EROA_YBCD_12Les cassettes sont des peintures d’un abord énigmatique : représentées de face, ce sont les ensembles de pignons qui permettent de démultiplier l’effort, d’adapter la force musculaire au relief de la route. La cassette, presque plus que le pédalier, est l’interface entre l’homme et son environnement : en changeant de rapport, le développement se modifie, la distance parcourue par la roue lors d’un tour de pédalier évolue.

Quant à nous, nous exigeons l’unité de la politique et de l’art, l’unité du contenu et de la forme, l’unité d’un contenu politique révolutionnaire et d’une forme artistique aussi parfaite que possible.
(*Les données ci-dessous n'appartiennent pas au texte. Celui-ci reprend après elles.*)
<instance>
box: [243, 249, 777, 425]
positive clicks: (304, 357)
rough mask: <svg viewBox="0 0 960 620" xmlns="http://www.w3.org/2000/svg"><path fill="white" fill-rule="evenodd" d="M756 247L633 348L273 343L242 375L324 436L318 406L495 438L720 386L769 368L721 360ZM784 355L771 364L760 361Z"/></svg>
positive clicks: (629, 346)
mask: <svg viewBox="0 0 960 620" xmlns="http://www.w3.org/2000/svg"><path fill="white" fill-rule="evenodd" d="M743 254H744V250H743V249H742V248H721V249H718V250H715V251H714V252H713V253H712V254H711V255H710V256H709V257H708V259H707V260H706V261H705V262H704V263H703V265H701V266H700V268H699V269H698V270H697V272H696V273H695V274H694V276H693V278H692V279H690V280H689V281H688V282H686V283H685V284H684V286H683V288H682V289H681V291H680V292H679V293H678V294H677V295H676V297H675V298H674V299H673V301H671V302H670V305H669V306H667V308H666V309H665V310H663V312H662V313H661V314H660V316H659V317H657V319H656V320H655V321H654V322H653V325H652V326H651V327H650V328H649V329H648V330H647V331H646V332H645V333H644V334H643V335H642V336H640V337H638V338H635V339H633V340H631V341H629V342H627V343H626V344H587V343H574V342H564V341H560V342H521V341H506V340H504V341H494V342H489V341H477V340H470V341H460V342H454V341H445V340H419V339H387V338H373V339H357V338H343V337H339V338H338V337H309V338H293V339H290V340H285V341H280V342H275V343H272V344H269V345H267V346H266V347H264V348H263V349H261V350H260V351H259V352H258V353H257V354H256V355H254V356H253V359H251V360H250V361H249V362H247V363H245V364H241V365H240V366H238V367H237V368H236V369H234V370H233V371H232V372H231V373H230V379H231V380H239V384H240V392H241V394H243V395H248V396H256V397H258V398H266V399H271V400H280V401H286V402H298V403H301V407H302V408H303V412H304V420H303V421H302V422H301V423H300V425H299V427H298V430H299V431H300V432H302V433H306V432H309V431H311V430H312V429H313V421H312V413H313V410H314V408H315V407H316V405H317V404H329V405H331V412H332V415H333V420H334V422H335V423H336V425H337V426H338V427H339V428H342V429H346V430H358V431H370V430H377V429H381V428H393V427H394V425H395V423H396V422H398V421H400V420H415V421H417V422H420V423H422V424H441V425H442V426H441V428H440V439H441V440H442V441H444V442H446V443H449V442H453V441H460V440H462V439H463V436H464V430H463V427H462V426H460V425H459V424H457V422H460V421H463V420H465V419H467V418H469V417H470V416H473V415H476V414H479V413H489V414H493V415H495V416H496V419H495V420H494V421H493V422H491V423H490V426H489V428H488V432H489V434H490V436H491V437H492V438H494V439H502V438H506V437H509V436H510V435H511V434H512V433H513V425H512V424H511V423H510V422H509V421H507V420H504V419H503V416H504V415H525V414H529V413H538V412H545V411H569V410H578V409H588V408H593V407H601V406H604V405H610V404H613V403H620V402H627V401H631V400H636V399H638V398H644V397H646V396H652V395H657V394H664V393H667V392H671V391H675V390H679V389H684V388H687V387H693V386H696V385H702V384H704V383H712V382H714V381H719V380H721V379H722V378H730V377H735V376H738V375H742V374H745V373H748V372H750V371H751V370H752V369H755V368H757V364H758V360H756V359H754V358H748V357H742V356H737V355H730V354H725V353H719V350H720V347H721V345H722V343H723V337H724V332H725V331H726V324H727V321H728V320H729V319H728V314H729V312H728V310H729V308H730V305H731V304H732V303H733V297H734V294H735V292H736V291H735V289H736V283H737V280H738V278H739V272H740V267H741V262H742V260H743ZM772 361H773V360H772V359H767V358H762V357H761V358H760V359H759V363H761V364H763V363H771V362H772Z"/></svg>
Les œuvres qui manquent de valeur artistique, quelque avancées qu’elles soient au point de vue politique, restent inefficaces(Mao Zedong, Le petit livre rouge des citations du Président Mao Zedong, 1964)

EROA_YBCD_9La course, c’est le moment où l’humain devient sur-humain, le coureur fait corps avec sa machine, «le prolongement métallique de notre squelette»(Alfred Jarry), et on ne sait pas qui est au service de qui. Le vélo est aussi ce moyen de transport individuel, où on ne dépend que de soi-même pour avancer ; et si on n’avance pas, on tombe.

Le dernier jour de l’exposition, Yves Brochard, rejoint dans la journée par Claude Darras, a animé un atelier où les élèves de la 4è1 ont pu aborder différentes questions autour de la création artistique et le processus de travail de l’artiste, d’abord par une série de références, puis par un travail qui s’est prolongé toute la journée en atelier. Les élèves ont ainsi produit des travaux en terre glaise, à partir d’une consigne : comment puis-je mettre en place un procédé qui permette à l’œuvre de s’élaborer toute seule, que les questions et les décisions qu’il y a à prendre au long de la création se résolvent d’elles-mêmes.

Dans une ambiance à la fois studieuse et foisonnante, chacun a pu chercher à s’emparer de la question, épaulés par Yves et Claude qui répondaient volontiers à leurs sollicitations.

Ensuite, les travaux des élèves ont été présentés au moment du vernissage de l’exposition qui clôturait cette journée.